Yale University School of Medicine, New Haven, Connecticut, U.S.A.
Division of Otolaryngology-Head and Neck Surgery, Department of Surgery, Yale University School of Medicine, New Haven, Connecticut, U.S.A.
Laryngoscope. 2023 Jul;133(7):1652-1659. doi: 10.1002/lary.30351. Epub 2022 Aug 20.
OBJECTIVE(S): We aimed to develop a machine learning (ML) model to accurately predict the timing of oral squamous cell carcinoma (OSCC) recurrence across four 1-year intervals.
Patients with surgically treated OSCC between 2012-2018 were retrospectively identified from the Yale-New Haven Health system tumor registry. Patients with known recurrence or minimum follow-up of 24 months from surgery were included. Patients were classified into one of five levels: four 1-year intervals and one level for no recurrence (within 4 years of surgery). Three sets of data inputs (comprehensive, feature selection, nomogram) were combined with 4 ML architectures (logistic regression, decision tree (DT), support vector machine (SVM), artificial neural network classifiers) yielding 12 models in total. Models were primarily evaluated using mean absolute error (MAE), lower values indicating better prediction of 1-year interval recurrence. Secondary outcomes included accuracy, weighted precision, and weighted recall.
389 patients met inclusion criteria: 102 (26.2%) recurred within 48 months of surgery. Median follow-up time was 25 months (IQR: 15-37.5) for patients with recurrence and 44 months (IQR: 32-57) for patients without recurrence. MAE of 0.654% and 80.8% accuracy were achieved on a 15-variable feature selection input by 2 ML models: DT and SVM classifiers.

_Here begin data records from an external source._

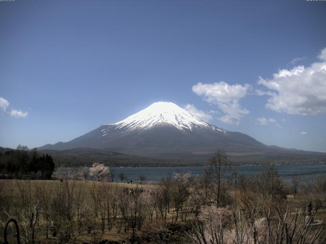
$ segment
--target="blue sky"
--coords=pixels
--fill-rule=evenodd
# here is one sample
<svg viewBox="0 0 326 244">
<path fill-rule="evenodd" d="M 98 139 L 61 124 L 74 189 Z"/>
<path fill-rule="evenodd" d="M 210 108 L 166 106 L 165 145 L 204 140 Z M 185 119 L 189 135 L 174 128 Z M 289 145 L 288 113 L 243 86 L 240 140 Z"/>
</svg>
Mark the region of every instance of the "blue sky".
<svg viewBox="0 0 326 244">
<path fill-rule="evenodd" d="M 0 2 L 0 146 L 67 141 L 165 101 L 326 151 L 325 13 L 296 0 Z"/>
</svg>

To our knowledge, this is the first study to leverage multiclass ML models to predict time to OSCC recurrence. We developed a model using feature selection data input that reliably predicted recurrence within 1-year intervals. Precise modeling of recurrence timing has the potential to personalize surveillance protocols in the future to enhance early detection and reduce extraneous healthcare costs.

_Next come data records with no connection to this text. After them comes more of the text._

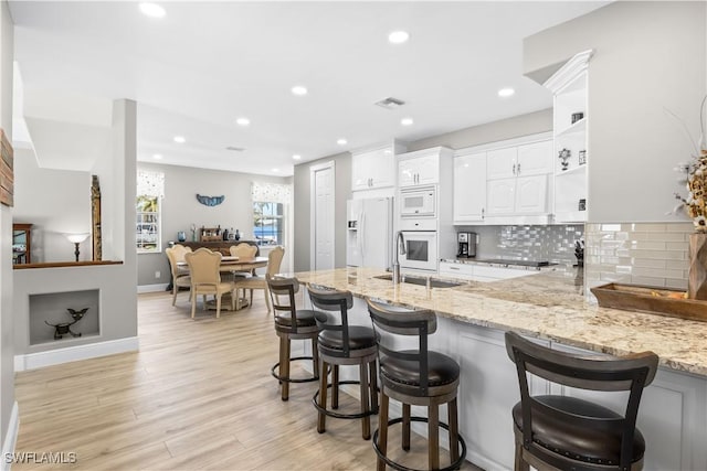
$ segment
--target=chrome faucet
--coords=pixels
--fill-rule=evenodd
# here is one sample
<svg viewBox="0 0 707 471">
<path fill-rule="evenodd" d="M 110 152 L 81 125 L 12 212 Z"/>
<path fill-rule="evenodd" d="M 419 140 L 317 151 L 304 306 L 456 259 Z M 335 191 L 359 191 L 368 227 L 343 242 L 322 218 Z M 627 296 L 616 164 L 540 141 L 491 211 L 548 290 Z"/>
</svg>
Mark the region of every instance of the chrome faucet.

3 Laryngoscope, 133:1652-1659, 2023.
我们旨在开发一种机器学习(ML)模型,以准确预测口腔鳞状细胞癌(OSCC)在四个 1 年间隔内复发的时间。
从耶鲁-纽黑文健康系统肿瘤登记处回顾性确定了 2012-2018 年间接受手术治疗的 OSCC 患者。包括已知复发或手术后至少随访 24 个月的患者。患者分为五个级别之一:四个 1 年间隔和一个无复发级别(手术后 4 年内)。将三组数据输入(综合、特征选择、列线图)与 4 种 ML 架构(逻辑回归、决策树(DT)、支持向量机(SVM)、人工神经网络分类器)相结合,总共得到 12 个模型。主要通过平均绝对误差(MAE)评估模型,较低的值表示对 1 年间隔复发的预测更好。次要结果包括准确性、加权精度和加权召回率。
389 名患者符合纳入标准:102 名(26.2%)在手术后 48 个月内复发。复发患者的中位随访时间为 25 个月(IQR:15-37.5),无复发患者为 44 个月(IQR:32-57)。基于 15 个变量特征选择输入,2 个 ML 模型(DT 和 SVM 分类器)的 MAE 为 0.654%,准确率为 80.8%。
据我们所知,这是第一项利用多类 ML 模型预测 OSCC 复发时间的研究。我们使用特征选择数据输入开发了一种模型,该模型能够可靠地预测 1 年内的复发情况。精确建模复发时间有可能在未来实现个性化监测方案,从而提高早期检测率并降低不必要的医疗保健成本。
3 Laryngoscope,133:1652-1659,2023。